Sigurlaug Sverrisdóttir is certainly no stranger to the virtues of travel. Prior to the 2013 opening of Ion Adventure Hotel, the Icelander and former cabin-crew member established a successful company that organized adventure tours and provided training and recruitment services to airlines. But it was Sverrisdóttir’s extensive (and often unsatisfactory) experience as a guest at luxury chain hotels around the world that most profoundly influenced her current sensibility.
“I would stay at these chain hotels and see they were not true to the environment. You would not get any concept of where you were,” says Sverrisdóttir. So, at Ion Adventure Hotel, in the rolling Icelandic countryside, she adds, “I wanted the guests to experience the Icelandic nature, the culture, the trends, music, design, and everything we like and appreciate. I wanted them to experience exactly where they were in the world.”
Sverrisdottir’s enduring passion for local authenticity, not to mention her razor-sharp sense of aesthetics, extend to the ever-rotating local artworks and music that fill the hotels, as well as to the farm-to-table cuisine at Silfra Restaurant & Bar and the partially exposed Lava Spa—both at Ion Adventure Hotel—where guests can luxuriate with herbal products made from organic, mineral-rich volcanic ash and clay sourced from the immediate vicinity.
“As we were talking about the concept, from the beginning, we were very determined to make it as sustainable as possible,” says Sverrisdóttir. “A profound sense of connection to and responsibility toward the natural environment is a big part of what it means to be Icelandic. We know that we cannot control the weather, cannot control volcanoes, earthquakes,” she says. “We’ve learned how to live with and respect nature.”
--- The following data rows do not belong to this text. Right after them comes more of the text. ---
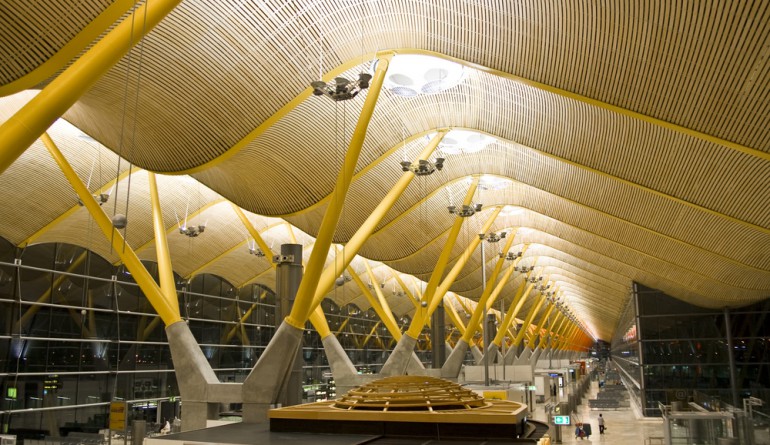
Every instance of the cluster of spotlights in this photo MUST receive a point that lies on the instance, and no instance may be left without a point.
(465, 211)
(423, 167)
(192, 231)
(341, 88)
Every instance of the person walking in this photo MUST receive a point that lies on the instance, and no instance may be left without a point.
(601, 424)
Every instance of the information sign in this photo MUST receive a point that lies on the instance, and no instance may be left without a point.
(118, 411)
(561, 420)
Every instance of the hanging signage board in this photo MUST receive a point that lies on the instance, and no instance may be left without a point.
(118, 412)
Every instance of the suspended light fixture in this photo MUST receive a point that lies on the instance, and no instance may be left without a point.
(410, 75)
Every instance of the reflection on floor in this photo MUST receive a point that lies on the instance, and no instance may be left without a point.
(623, 426)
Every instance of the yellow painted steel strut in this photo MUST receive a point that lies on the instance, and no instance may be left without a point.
(454, 316)
(380, 296)
(447, 282)
(167, 310)
(29, 123)
(513, 309)
(165, 271)
(489, 291)
(540, 325)
(418, 321)
(351, 248)
(390, 323)
(304, 302)
(528, 320)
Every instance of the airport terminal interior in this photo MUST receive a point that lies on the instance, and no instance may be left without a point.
(384, 221)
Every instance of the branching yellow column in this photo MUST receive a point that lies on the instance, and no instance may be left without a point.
(151, 290)
(540, 325)
(493, 293)
(528, 320)
(389, 322)
(378, 289)
(351, 248)
(430, 290)
(446, 283)
(454, 316)
(165, 271)
(29, 123)
(304, 302)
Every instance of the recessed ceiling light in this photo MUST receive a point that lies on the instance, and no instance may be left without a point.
(413, 74)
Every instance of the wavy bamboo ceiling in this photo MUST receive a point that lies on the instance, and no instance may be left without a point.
(636, 137)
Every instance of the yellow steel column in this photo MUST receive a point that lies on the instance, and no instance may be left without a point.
(528, 320)
(351, 248)
(165, 271)
(389, 322)
(304, 302)
(510, 315)
(419, 321)
(540, 325)
(454, 316)
(378, 289)
(150, 288)
(29, 123)
(489, 291)
(446, 283)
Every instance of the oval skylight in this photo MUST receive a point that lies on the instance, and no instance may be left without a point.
(413, 74)
(464, 141)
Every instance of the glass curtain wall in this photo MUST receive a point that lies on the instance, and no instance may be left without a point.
(76, 332)
(683, 351)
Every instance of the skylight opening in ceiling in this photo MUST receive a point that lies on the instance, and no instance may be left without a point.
(463, 141)
(410, 75)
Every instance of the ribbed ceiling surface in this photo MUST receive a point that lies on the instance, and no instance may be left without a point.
(635, 137)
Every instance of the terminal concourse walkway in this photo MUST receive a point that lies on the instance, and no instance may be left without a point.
(623, 425)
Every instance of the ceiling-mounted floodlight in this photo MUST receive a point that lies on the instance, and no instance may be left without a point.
(341, 88)
(493, 237)
(410, 75)
(510, 256)
(466, 210)
(423, 167)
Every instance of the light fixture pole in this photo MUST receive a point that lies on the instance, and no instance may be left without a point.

One aspect of this, she adds, is a heightened awareness of the unfortunate reality of climate change. As a child growing up on a small peninsula near Reykjavik, Sverrisdóttir recalls whale carcasses often drifting onto the shore, forming great fleshy trampolines on which she and her friends would play. Her schoolteachers would later bring them down to study the whales’ anatomy. “Now there are hardly any whales,” she says wistfully. “Climate change is right there in front of you. You don’t have to go back in time to realize how intense it is.”
So to ensure that one enjoys sophisticated, international flair in a world defined by local design, and all set in a structure that exposes the capital in its best light, she also created Ion City Hotel. And just as Ion Adventure sets such an important precedent in the area—with its many sustainable innovations and practices—it seems certain that Ion City will inspire more followers. And being followed is something a leader like Sverrisdóttir has always been comfortable with. “It’s been inspiring to see other hotels go into something similar,” says Sverrisdóttir. “Because this is what Iceland is all about.”